危機に際しては、職員は現場に駆けつけ、問題を解決するために不眠不休で働きます。解決にあたっては、地域内で民と連携するだけでなく、近隣市町村や県、国と組織の垣根を越えて協力し合う体制をつくって最善を尽くします。行政組織の間では遠隔地からも実に多くの職員が応援に来て一定期間勤務しているのです。

尊い命や被害の犠牲を伴うこうしたさまざまなクライシスマネジメントの体験と反省は、他地域へも伝播、共有し、その後のリスクマネジメントに生かしているケースが少なくありません。
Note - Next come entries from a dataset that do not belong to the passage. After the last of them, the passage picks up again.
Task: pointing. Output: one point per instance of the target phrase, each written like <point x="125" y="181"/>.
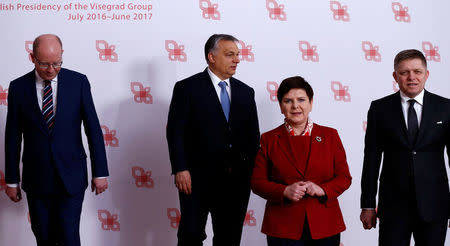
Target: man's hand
<point x="313" y="190"/>
<point x="295" y="191"/>
<point x="369" y="218"/>
<point x="99" y="185"/>
<point x="14" y="193"/>
<point x="183" y="182"/>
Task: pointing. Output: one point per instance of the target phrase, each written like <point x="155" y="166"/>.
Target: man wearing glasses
<point x="46" y="108"/>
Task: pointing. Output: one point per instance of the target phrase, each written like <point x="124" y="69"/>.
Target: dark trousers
<point x="55" y="219"/>
<point x="397" y="231"/>
<point x="226" y="198"/>
<point x="305" y="240"/>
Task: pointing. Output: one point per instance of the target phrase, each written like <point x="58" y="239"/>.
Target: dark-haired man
<point x="213" y="137"/>
<point x="410" y="129"/>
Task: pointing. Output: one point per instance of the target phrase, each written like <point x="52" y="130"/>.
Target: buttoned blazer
<point x="60" y="152"/>
<point x="276" y="167"/>
<point x="410" y="171"/>
<point x="199" y="137"/>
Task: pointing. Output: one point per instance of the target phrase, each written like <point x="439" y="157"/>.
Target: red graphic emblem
<point x="250" y="219"/>
<point x="142" y="178"/>
<point x="246" y="53"/>
<point x="431" y="52"/>
<point x="141" y="93"/>
<point x="109" y="221"/>
<point x="174" y="217"/>
<point x="3" y="96"/>
<point x="309" y="53"/>
<point x="176" y="52"/>
<point x="106" y="52"/>
<point x="272" y="88"/>
<point x="110" y="137"/>
<point x="209" y="10"/>
<point x="400" y="12"/>
<point x="2" y="181"/>
<point x="276" y="11"/>
<point x="395" y="86"/>
<point x="339" y="11"/>
<point x="371" y="52"/>
<point x="340" y="92"/>
<point x="29" y="48"/>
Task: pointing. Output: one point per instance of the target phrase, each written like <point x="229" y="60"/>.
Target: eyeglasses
<point x="43" y="65"/>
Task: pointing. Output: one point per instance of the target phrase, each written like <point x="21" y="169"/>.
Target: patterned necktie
<point x="47" y="105"/>
<point x="413" y="124"/>
<point x="224" y="98"/>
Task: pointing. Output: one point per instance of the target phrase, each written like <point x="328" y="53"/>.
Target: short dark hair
<point x="37" y="41"/>
<point x="408" y="55"/>
<point x="213" y="41"/>
<point x="296" y="82"/>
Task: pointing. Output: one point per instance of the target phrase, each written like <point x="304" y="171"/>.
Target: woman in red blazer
<point x="300" y="169"/>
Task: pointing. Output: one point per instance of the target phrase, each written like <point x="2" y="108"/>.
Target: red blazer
<point x="276" y="167"/>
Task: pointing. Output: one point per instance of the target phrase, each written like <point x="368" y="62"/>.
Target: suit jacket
<point x="199" y="137"/>
<point x="277" y="167"/>
<point x="413" y="174"/>
<point x="47" y="156"/>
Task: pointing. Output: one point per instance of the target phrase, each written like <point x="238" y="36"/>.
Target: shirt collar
<point x="216" y="80"/>
<point x="418" y="98"/>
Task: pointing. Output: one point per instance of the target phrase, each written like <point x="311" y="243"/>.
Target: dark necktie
<point x="47" y="105"/>
<point x="413" y="124"/>
<point x="224" y="98"/>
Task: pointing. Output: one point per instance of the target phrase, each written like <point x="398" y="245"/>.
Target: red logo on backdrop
<point x="176" y="52"/>
<point x="249" y="218"/>
<point x="29" y="48"/>
<point x="2" y="181"/>
<point x="106" y="52"/>
<point x="143" y="178"/>
<point x="339" y="11"/>
<point x="309" y="52"/>
<point x="174" y="216"/>
<point x="246" y="53"/>
<point x="272" y="88"/>
<point x="110" y="137"/>
<point x="141" y="93"/>
<point x="400" y="13"/>
<point x="340" y="92"/>
<point x="3" y="96"/>
<point x="371" y="51"/>
<point x="276" y="11"/>
<point x="109" y="221"/>
<point x="209" y="10"/>
<point x="395" y="86"/>
<point x="431" y="52"/>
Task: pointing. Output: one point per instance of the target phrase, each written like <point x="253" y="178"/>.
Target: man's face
<point x="411" y="76"/>
<point x="223" y="61"/>
<point x="47" y="59"/>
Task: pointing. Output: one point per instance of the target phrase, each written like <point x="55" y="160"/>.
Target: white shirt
<point x="417" y="106"/>
<point x="216" y="80"/>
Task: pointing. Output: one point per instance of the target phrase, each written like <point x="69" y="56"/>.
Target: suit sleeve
<point x="13" y="137"/>
<point x="176" y="128"/>
<point x="260" y="181"/>
<point x="372" y="161"/>
<point x="93" y="131"/>
<point x="342" y="179"/>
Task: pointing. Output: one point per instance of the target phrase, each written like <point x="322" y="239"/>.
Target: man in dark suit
<point x="410" y="129"/>
<point x="213" y="137"/>
<point x="46" y="108"/>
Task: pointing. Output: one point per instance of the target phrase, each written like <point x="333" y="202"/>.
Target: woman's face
<point x="296" y="106"/>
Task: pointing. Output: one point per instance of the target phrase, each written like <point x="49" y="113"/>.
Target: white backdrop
<point x="345" y="49"/>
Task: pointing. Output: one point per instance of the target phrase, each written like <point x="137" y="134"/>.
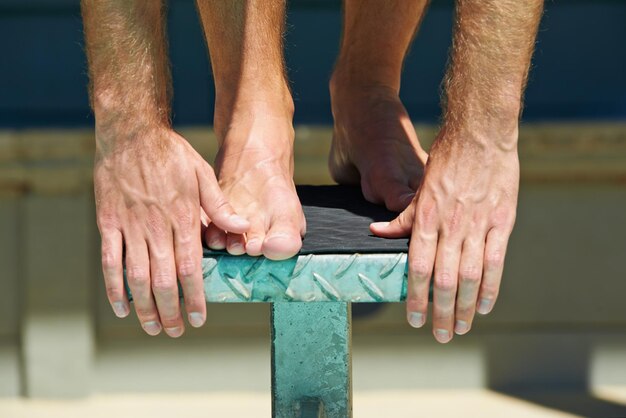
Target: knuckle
<point x="163" y="281"/>
<point x="470" y="274"/>
<point x="444" y="281"/>
<point x="155" y="223"/>
<point x="419" y="300"/>
<point x="187" y="268"/>
<point x="137" y="275"/>
<point x="145" y="313"/>
<point x="208" y="169"/>
<point x="420" y="268"/>
<point x="504" y="217"/>
<point x="185" y="219"/>
<point x="107" y="220"/>
<point x="489" y="291"/>
<point x="465" y="313"/>
<point x="494" y="259"/>
<point x="112" y="290"/>
<point x="170" y="320"/>
<point x="109" y="260"/>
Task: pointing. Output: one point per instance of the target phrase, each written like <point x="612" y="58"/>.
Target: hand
<point x="150" y="189"/>
<point x="459" y="221"/>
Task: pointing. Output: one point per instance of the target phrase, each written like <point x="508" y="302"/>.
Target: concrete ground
<point x="398" y="376"/>
<point x="375" y="404"/>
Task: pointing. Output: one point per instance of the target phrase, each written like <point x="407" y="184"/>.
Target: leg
<point x="374" y="141"/>
<point x="253" y="121"/>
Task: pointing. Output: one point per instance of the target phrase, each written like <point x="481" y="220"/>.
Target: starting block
<point x="311" y="294"/>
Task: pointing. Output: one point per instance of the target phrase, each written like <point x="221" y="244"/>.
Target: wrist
<point x="497" y="127"/>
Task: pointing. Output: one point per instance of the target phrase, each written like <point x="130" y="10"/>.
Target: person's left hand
<point x="459" y="221"/>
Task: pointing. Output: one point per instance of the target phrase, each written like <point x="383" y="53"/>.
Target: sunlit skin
<point x="253" y="122"/>
<point x="151" y="186"/>
<point x="457" y="203"/>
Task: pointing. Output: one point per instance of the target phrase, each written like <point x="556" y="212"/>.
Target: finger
<point x="445" y="287"/>
<point x="215" y="205"/>
<point x="470" y="274"/>
<point x="400" y="227"/>
<point x="138" y="274"/>
<point x="495" y="250"/>
<point x="113" y="273"/>
<point x="422" y="251"/>
<point x="188" y="256"/>
<point x="255" y="238"/>
<point x="163" y="278"/>
<point x="215" y="237"/>
<point x="235" y="244"/>
<point x="398" y="196"/>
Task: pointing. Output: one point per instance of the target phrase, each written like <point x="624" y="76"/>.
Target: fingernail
<point x="120" y="309"/>
<point x="216" y="244"/>
<point x="152" y="327"/>
<point x="380" y="224"/>
<point x="238" y="220"/>
<point x="484" y="307"/>
<point x="443" y="336"/>
<point x="416" y="319"/>
<point x="174" y="331"/>
<point x="196" y="319"/>
<point x="461" y="327"/>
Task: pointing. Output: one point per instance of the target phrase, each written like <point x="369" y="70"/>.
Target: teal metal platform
<point x="311" y="296"/>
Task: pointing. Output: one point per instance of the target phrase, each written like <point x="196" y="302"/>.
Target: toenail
<point x="279" y="235"/>
<point x="416" y="319"/>
<point x="461" y="327"/>
<point x="442" y="335"/>
<point x="174" y="331"/>
<point x="152" y="327"/>
<point x="196" y="319"/>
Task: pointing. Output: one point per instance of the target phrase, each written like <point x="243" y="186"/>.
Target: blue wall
<point x="579" y="69"/>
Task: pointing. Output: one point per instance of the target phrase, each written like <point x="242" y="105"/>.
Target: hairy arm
<point x="491" y="50"/>
<point x="463" y="213"/>
<point x="150" y="184"/>
<point x="128" y="65"/>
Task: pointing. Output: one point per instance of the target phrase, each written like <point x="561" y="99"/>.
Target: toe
<point x="214" y="237"/>
<point x="235" y="244"/>
<point x="398" y="197"/>
<point x="283" y="240"/>
<point x="254" y="239"/>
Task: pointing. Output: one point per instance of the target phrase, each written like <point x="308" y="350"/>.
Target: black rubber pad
<point x="338" y="219"/>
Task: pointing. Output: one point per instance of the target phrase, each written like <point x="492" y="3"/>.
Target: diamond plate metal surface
<point x="309" y="278"/>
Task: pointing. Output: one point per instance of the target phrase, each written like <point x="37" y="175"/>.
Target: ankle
<point x="342" y="86"/>
<point x="351" y="76"/>
<point x="231" y="109"/>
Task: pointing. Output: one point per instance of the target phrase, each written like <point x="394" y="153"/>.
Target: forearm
<point x="128" y="66"/>
<point x="491" y="52"/>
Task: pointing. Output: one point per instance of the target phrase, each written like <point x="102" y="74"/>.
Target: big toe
<point x="283" y="240"/>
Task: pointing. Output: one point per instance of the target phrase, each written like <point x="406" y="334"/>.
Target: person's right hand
<point x="150" y="188"/>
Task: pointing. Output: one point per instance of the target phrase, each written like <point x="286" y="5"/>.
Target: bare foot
<point x="374" y="144"/>
<point x="255" y="172"/>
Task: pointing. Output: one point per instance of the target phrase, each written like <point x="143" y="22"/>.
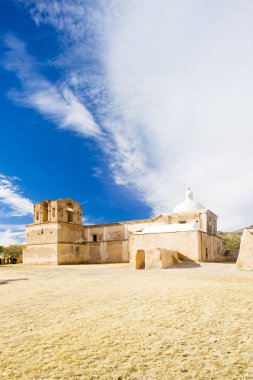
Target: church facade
<point x="57" y="236"/>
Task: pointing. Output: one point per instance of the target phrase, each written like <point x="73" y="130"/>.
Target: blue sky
<point x="123" y="105"/>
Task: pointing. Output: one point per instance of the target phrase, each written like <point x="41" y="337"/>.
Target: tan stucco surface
<point x="245" y="258"/>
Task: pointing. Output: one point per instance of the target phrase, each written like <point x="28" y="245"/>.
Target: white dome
<point x="189" y="204"/>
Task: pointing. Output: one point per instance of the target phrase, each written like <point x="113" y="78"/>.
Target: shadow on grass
<point x="185" y="265"/>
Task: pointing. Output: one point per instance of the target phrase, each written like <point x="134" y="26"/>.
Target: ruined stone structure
<point x="58" y="236"/>
<point x="245" y="258"/>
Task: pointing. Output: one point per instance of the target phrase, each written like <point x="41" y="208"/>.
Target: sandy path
<point x="110" y="322"/>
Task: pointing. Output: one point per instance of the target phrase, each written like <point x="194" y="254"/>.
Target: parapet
<point x="62" y="210"/>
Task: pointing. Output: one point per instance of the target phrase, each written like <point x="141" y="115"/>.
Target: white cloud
<point x="179" y="85"/>
<point x="11" y="198"/>
<point x="54" y="101"/>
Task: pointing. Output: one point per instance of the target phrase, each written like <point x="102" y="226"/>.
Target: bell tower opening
<point x="70" y="212"/>
<point x="45" y="212"/>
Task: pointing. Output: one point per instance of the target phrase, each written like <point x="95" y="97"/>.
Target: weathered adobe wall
<point x="211" y="248"/>
<point x="53" y="211"/>
<point x="155" y="259"/>
<point x="108" y="252"/>
<point x="245" y="258"/>
<point x="40" y="254"/>
<point x="45" y="233"/>
<point x="72" y="254"/>
<point x="104" y="233"/>
<point x="187" y="243"/>
<point x="70" y="233"/>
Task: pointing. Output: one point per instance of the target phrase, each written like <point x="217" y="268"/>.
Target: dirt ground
<point x="111" y="322"/>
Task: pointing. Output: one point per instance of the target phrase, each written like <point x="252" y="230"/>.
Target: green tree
<point x="13" y="251"/>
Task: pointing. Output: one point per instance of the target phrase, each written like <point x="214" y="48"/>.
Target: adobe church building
<point x="58" y="237"/>
<point x="245" y="257"/>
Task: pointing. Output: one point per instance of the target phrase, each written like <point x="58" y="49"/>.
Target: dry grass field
<point x="110" y="322"/>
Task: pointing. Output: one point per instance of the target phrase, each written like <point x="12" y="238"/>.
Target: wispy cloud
<point x="175" y="94"/>
<point x="57" y="102"/>
<point x="12" y="201"/>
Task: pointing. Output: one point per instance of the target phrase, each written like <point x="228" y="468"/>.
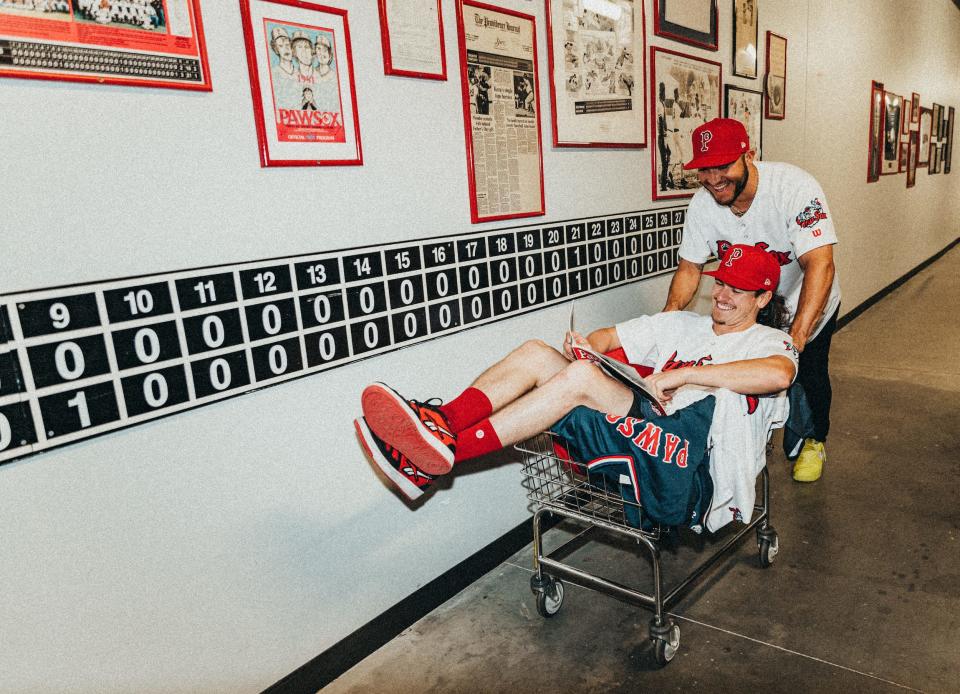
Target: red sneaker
<point x="404" y="475"/>
<point x="418" y="430"/>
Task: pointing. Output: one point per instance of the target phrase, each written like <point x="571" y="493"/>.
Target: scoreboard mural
<point x="84" y="360"/>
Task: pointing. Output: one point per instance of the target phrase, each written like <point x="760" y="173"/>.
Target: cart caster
<point x="769" y="544"/>
<point x="666" y="641"/>
<point x="550" y="597"/>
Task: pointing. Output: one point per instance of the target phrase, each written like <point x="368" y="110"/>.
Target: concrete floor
<point x="864" y="595"/>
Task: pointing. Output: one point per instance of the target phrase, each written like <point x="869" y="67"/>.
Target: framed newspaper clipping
<point x="776" y="103"/>
<point x="875" y="134"/>
<point x="687" y="95"/>
<point x="689" y="21"/>
<point x="597" y="85"/>
<point x="745" y="38"/>
<point x="145" y="43"/>
<point x="892" y="115"/>
<point x="301" y="78"/>
<point x="745" y="105"/>
<point x="501" y="111"/>
<point x="412" y="35"/>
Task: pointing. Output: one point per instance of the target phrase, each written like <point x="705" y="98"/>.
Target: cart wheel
<point x="550" y="599"/>
<point x="665" y="648"/>
<point x="769" y="546"/>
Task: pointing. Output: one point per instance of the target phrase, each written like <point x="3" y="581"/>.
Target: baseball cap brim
<point x="711" y="160"/>
<point x="734" y="281"/>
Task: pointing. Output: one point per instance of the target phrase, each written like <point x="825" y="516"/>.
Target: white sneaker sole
<point x="399" y="480"/>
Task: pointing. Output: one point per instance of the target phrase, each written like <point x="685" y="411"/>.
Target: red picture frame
<point x="708" y="40"/>
<point x="682" y="114"/>
<point x="389" y="68"/>
<point x="637" y="76"/>
<point x="775" y="83"/>
<point x="875" y="132"/>
<point x="467" y="73"/>
<point x="78" y="44"/>
<point x="312" y="133"/>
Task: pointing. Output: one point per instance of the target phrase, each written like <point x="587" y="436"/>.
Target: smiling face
<point x="725" y="183"/>
<point x="735" y="309"/>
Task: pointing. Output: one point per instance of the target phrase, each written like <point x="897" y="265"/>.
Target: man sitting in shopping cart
<point x="715" y="375"/>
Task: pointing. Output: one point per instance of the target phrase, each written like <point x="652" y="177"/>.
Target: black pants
<point x="815" y="377"/>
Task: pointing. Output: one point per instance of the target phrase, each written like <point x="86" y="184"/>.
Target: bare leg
<point x="578" y="383"/>
<point x="527" y="367"/>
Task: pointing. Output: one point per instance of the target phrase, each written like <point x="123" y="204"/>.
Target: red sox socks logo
<point x="811" y="214"/>
<point x="782" y="257"/>
<point x="705" y="138"/>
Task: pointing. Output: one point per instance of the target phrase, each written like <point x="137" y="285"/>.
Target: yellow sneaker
<point x="809" y="465"/>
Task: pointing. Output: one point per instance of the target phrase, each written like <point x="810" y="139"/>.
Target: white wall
<point x="222" y="548"/>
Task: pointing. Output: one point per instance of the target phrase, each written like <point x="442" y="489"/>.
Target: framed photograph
<point x="501" y="111"/>
<point x="745" y="105"/>
<point x="875" y="144"/>
<point x="688" y="21"/>
<point x="948" y="153"/>
<point x="892" y="115"/>
<point x="776" y="79"/>
<point x="141" y="43"/>
<point x="687" y="94"/>
<point x="301" y="78"/>
<point x="906" y="119"/>
<point x="411" y="32"/>
<point x="745" y="38"/>
<point x="597" y="66"/>
<point x="912" y="150"/>
<point x="926" y="124"/>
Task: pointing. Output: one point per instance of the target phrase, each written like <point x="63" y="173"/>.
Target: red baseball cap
<point x="718" y="142"/>
<point x="748" y="268"/>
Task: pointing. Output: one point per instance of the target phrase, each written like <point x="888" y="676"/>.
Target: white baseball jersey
<point x="741" y="423"/>
<point x="788" y="217"/>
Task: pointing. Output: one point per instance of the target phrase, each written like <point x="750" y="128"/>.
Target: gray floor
<point x="864" y="595"/>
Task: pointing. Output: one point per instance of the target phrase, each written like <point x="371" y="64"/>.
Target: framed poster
<point x="906" y="119"/>
<point x="301" y="77"/>
<point x="875" y="132"/>
<point x="948" y="154"/>
<point x="745" y="106"/>
<point x="776" y="101"/>
<point x="145" y="43"/>
<point x="688" y="21"/>
<point x="926" y="124"/>
<point x="597" y="67"/>
<point x="411" y="32"/>
<point x="745" y="38"/>
<point x="501" y="111"/>
<point x="892" y="114"/>
<point x="687" y="93"/>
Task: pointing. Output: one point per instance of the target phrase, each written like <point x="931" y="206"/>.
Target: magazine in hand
<point x="622" y="372"/>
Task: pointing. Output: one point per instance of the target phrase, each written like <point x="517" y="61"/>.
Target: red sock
<point x="477" y="440"/>
<point x="467" y="409"/>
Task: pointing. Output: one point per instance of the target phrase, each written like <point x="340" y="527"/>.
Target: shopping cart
<point x="560" y="486"/>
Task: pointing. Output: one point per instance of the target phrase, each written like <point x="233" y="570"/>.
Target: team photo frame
<point x="694" y="22"/>
<point x="686" y="94"/>
<point x="597" y="62"/>
<point x="302" y="83"/>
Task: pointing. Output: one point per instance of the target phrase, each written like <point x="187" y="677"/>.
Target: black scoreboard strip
<point x="84" y="360"/>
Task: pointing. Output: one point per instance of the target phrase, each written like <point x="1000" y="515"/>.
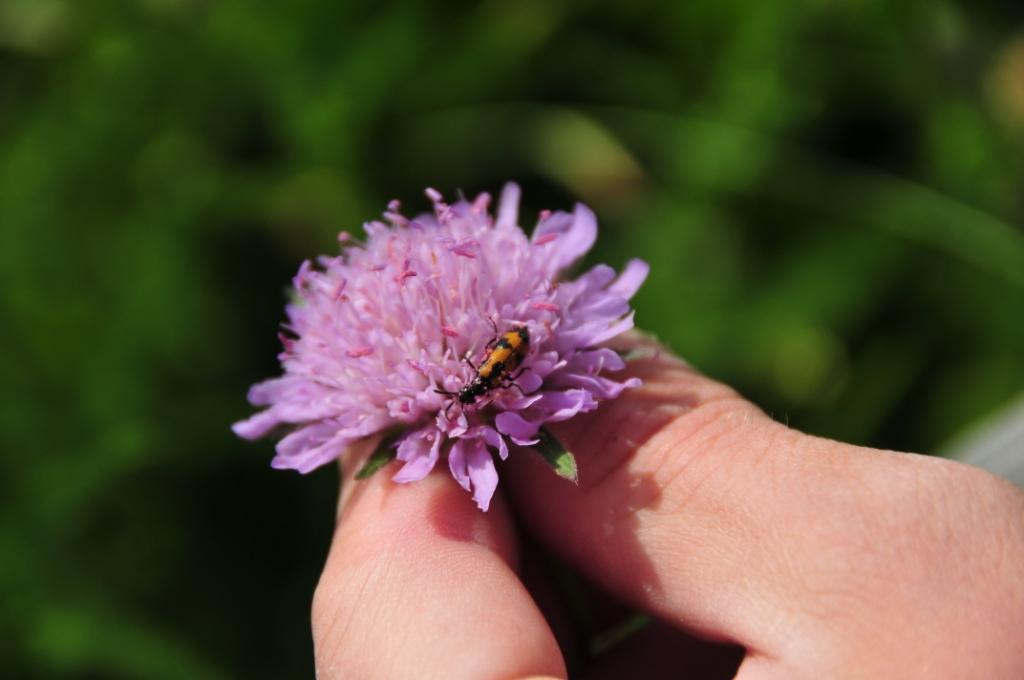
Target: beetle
<point x="505" y="354"/>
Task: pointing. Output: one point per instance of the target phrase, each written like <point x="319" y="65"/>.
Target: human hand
<point x="819" y="559"/>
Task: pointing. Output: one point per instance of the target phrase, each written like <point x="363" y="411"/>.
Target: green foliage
<point x="828" y="194"/>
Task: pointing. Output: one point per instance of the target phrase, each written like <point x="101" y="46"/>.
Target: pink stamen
<point x="417" y="367"/>
<point x="336" y="295"/>
<point x="465" y="248"/>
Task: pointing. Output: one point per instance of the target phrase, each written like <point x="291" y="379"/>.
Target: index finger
<point x="419" y="583"/>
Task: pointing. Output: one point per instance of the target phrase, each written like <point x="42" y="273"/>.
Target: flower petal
<point x="420" y="452"/>
<point x="515" y="425"/>
<point x="576" y="237"/>
<point x="508" y="207"/>
<point x="256" y="426"/>
<point x="492" y="436"/>
<point x="481" y="472"/>
<point x="457" y="462"/>
<point x="309" y="448"/>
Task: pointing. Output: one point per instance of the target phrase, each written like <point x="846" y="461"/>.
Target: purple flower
<point x="375" y="332"/>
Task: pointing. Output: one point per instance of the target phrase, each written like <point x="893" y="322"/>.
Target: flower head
<point x="387" y="333"/>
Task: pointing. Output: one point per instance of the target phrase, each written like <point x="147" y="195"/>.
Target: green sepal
<point x="636" y="353"/>
<point x="383" y="455"/>
<point x="557" y="455"/>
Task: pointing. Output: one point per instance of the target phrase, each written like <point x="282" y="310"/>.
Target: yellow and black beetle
<point x="505" y="354"/>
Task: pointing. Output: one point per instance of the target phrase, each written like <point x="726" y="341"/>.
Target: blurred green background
<point x="829" y="194"/>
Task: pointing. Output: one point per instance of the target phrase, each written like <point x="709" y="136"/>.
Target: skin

さらに、ある自治体では、このような危機的状況への対応力は非常時や訓練時だけでなく、平時から鍛えておく必要があるだろうと考え、日頃から以下のような取組みを行なうようになりました。

外の人材に力を借りる

地方の役所では、職員の専門性が乏しいところがあります。また、地域の外に出てネットワークをつくっている人も少ないのが現実です。
そこで、課題を検討するときには、いろいろな分野の専門家を呼んで話を聞いたり、共に仕事をする機会を設けたりしています。

そういう場数を踏むことで、異質な人に接しても臆することなく質問ができるようになり、情報のアンテナが立って、次は誰を呼んで来ようかという能動的な動きも起こってきました。

横断的に話し合う場をつくる

普段から部署の縦割りで仕事をしていると、自然と指揮命令系統に適応した動きしかできなくなってしまいます。
そこで、 新しい課題に取り組むときには、できるだけ課を横断したワークショップやプロジェクトチームを設けるようにしています。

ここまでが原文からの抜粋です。